Illegal sellers are finding customers easily over social networking platforms like Facebook and Instagram as well as through blogs, forums and other websites.
Warning of serious health risks, the HSA and doctors told The Sunday Times about buyers who have developed serious complications, including liver failure and blindness, after taking such products.
From 2011 to June this year, the HSA caught 122 people for illegally selling health products online, said its deputy group director of health products regulation, Associate Professor Chan Cheng Leng.
The HSA started keeping online statistics in 2011, after noting the growing presence of sellers on the Internet.
Prof Chan said that at least one person has died after taking slimming pills bought online. The 24-year-old woman died in 2012 of dinitrophenol poisoning after consuming pills bought through an overseas website. The banned substance is used in herbicides. The woman had been warned not to take such pills after being hospitalised a year before her death, but she persisted.
Doctors have seen patients complaining about experiencing heart palpitations, feeling jittery or having mood swings after taking slimming pills bought online. In serious cases, they had liver failure or kidney damage.
Some people developed mental health problems but recovered after they stopped taking the pills, said Dr Lee Ee Lian, a psychiatrist who specialises in treating eating disorders at Promises Healthcare, a private clinic.
She has a patient in her 20s who started hearing voices after taking slimming pills bought online. She began thinking people were out to kill her and it became so bad that she had to be hospitalised. She recovered after she stopped taking the pills.
Another patient, a housewife in her 40s, almost died of liver failure after a few weeks of taking slimming pills she bought online.
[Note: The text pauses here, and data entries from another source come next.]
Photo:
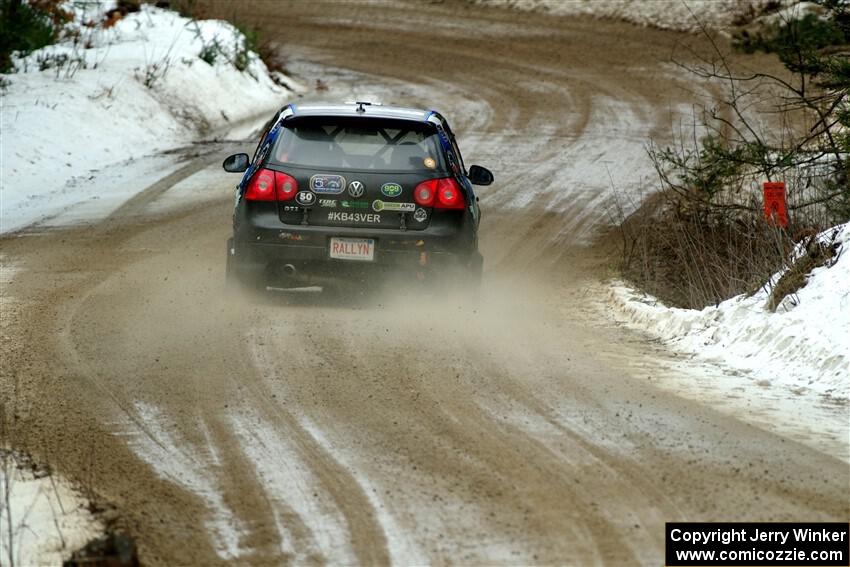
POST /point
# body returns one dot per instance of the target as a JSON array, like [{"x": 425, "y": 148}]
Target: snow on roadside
[
  {"x": 49, "y": 519},
  {"x": 665, "y": 14},
  {"x": 804, "y": 347},
  {"x": 140, "y": 88}
]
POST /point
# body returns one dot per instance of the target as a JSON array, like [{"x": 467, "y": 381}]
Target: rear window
[{"x": 342, "y": 143}]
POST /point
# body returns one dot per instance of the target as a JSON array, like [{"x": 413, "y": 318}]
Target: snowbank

"If you are lucky, the pills don't harm you. If you are not so lucky, there are unpleasant side effects. If you are really unlucky, the drugs are really toxic and can kill you," Dr Lee said. "It's anyone's guess what toxic stuff the pills contain."
Most of the slimming pills that the HSA seized, such as Bio-Lissom Fat Reducing Caps, Botanical Slimming and Reduce Weight Fruta Planta, were found to contain a banned substance called Sibutramine which can raise the risk of heart attack and stroke.
Other drugs sold on the Internet, such as contraceptives and sexual enhancement pills, may be fake or harmful.
Gynaecologists said they have patients who became pregnant despite taking birth control pills bought online. The medicine turned out to be fake or ineffective.
Prof Chan said the online peddlers caught were solo operators ranging from students to those with respectable jobs, including a nurse who hawked contraceptives.
"They are trying to make a quick buck online. Some know that such sales are illegal, while others don't know," said Prof Chan.
Last year, a woman in her 30s was caught selling slimming products via Facebook. She was found with 739 sachets of "Slimming Orange Juice Curvy Pearl Beauty" and 113 sachets of "V12 Fruit Slimming".
Although they were promoted as natural health supplements to help in weight loss, they were found to contain the banned substance Sibutramine, which was not stated on the product labels. She was fined $6,000.
A 19-year-old student received the heftiest punishment so far - a fine of $19,000 - for selling contraceptives, unregistered condoms and pregnancy test kits. These items have to be registered and approved by the HSA for sale, while contraceptives need a doctor's prescription.
Almost 3,000 pills and items with a street value of about $5,700 were seized from her home in 2012. All were bought overseas or online.
Those caught selling illegal health products can be fined up to $10,000 and/or be jailed for up to two years.